For a UDPN \(\mathcal {N}=(P,T,F, Var )\), we construct a UDPN \(\mathcal {N}'\) which is polynomial in the size of \(\mathcal {N}\) and the \(\mathbb {Q}^+\)-reachability problem is equivalent. We define \(PrePlace(t)=\{p \in P | \exists v \in Var \ s.t.\ F(p,t)(v)>0 \}\) and PostPlace(t) \(=\{p \in P| \exists v \in Var \ s.t.\ F(t,p)(v)>0 \}\), where \(t\in T\). The essential property of the transformed UDPN is that for every transition the sets of PrePlace and PostPlace do not intersect. A UDPN \(\mathcal {N}=(P,T,F, Var )\) is said to be loop-less if for all \(t\in T\), \(PrePlace(t) \cap PostPlace(t)=\emptyset .\)

Any UDPN can easily be transformed in polynomial time into a loop-less UDPN such that \(\mathbb {Q}^+\)-reachability is preserved, by doubling the number of places and adding intermediate transitions. Formally, For every net \(\mathcal {N}\) and two markings \({{\varvec{{i}}}},{{\varvec{{f}}}}\) in polynomial time one can construct a loop-less net \(\mathcal {N}'\) and two markings \({{\varvec{{i}}}}',\ {{\varvec{{f}}}}'\) such that \({{\varvec{{i}}}}\xrightarrow {}_{\mathbb {Q}^+}{{\varvec{{f}}}}\) in the net \(\mathcal {N}\) iff \({{\varvec{{i}}}}'\xrightarrow {}_{\mathbb {Q}^+}{{\varvec{{f}}}}'\) in \(\mathcal {N}'.\) Now, the following lemma which describes a property of loop-less nets will be crucial for our reachability algorithm:

Lemma 7

In a loop-less net, for markings \({{\varvec{{i}}}}\), \({{\varvec{{f}}}}\), if there exist a histogram H, and a transition t \(\in \) T such that \({{\varvec{{i}}}}+\varDelta (t)\cdot H={{\varvec{{f}}}}\), then there exist a \(\mathbb {Q}^+\)-run \(\rho \) such that \({{\varvec{{i}}}}\xrightarrow {\rho }_{\mathbb {Q}^+}{{\varvec{{f}}}}\).

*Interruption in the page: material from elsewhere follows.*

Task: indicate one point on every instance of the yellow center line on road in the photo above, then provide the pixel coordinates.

7.3 Encoding \(\mathbb {Q}^+\)-reachability as Linear Equations with Implications

Linear equations with implications, as we use them, are defined in [23], but were introduced in [12]. A system of linear equations with implications, also denoted a \(\implies \) system, is a finite set of linear inequalities over the same variables, plus a finite set of implications of the form \(x>0\implies y>0\), where xy are variables appearing in the linear inequalities.

Lemma 8

[12]. The \(\mathbb {Q}^+\) solvability problem for a \(\implies \) system is in \(PTime\).

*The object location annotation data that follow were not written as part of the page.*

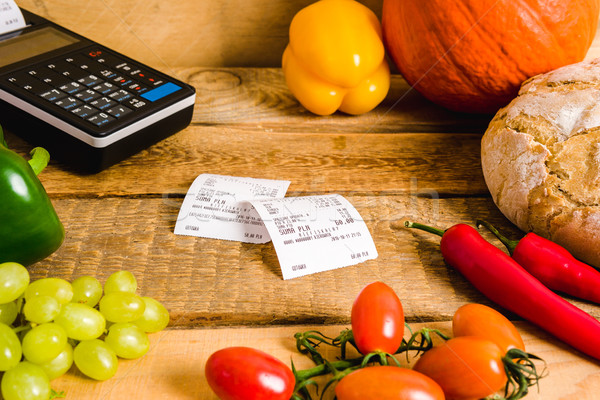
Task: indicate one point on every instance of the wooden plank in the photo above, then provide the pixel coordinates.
(174, 366)
(260, 99)
(206, 282)
(166, 34)
(443, 164)
(186, 33)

We then reduce the \(\mathbb {Q}^+\)-reachability problem to checking the solvability of a system of linear equations with implications, using the characterization established in Lemma 6 in the following lemma.

Lemma 9

\(\mathbb {Q}^+\)-reachability in a UDPN \(\mathcal {N}=(P,T,F, Var )\) between markings \({{\varvec{{i}}}},{{\varvec{{f}}}}\) can be encoded as a set of linear equations with implications in P-time.

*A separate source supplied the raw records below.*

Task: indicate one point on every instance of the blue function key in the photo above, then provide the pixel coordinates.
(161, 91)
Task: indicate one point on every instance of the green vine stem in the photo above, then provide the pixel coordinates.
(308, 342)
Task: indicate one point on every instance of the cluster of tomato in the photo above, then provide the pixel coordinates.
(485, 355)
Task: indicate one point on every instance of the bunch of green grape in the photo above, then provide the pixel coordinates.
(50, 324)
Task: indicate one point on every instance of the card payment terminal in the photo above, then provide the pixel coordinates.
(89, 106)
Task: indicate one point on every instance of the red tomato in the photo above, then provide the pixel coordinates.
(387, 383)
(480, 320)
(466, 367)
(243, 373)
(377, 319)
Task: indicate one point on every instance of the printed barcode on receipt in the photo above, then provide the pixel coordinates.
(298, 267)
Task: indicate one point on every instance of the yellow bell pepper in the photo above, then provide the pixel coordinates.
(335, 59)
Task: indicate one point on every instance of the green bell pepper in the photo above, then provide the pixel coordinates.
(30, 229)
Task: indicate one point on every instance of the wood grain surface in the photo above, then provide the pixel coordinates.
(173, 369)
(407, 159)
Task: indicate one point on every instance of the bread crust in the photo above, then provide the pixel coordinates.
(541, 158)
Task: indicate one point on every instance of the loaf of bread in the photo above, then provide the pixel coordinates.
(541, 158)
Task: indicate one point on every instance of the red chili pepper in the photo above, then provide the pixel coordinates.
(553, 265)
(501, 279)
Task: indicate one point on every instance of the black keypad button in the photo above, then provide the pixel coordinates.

Finally, we obtain Theorem 3 as a consequence of Lemmas 8 and 9.

8 Conclusion

In this paper, we provided a polynomial time algorithm for continuous reachability in UDPN, matching the complexity for Petri nets without data. This is in contrast to problems such as discrete coverability, termination, where Petri nets with and without data differ enormously in complexity, and to (discrete) reachability, where decidability is still open. As future work, we aim to implement the continuous reachability algorithm developed here, to build the first tool for discrete coverability in UDPN on the lines of what has been done for Petri nets without data. The main obstacle will be performance evaluation due to lack of benchmarks for UDPNs. Another interesting avenue for future work would be to tackle continuous reachability for Petri nets with ordered data, which would allow us to analyze continuous variants of Timed Petri nets.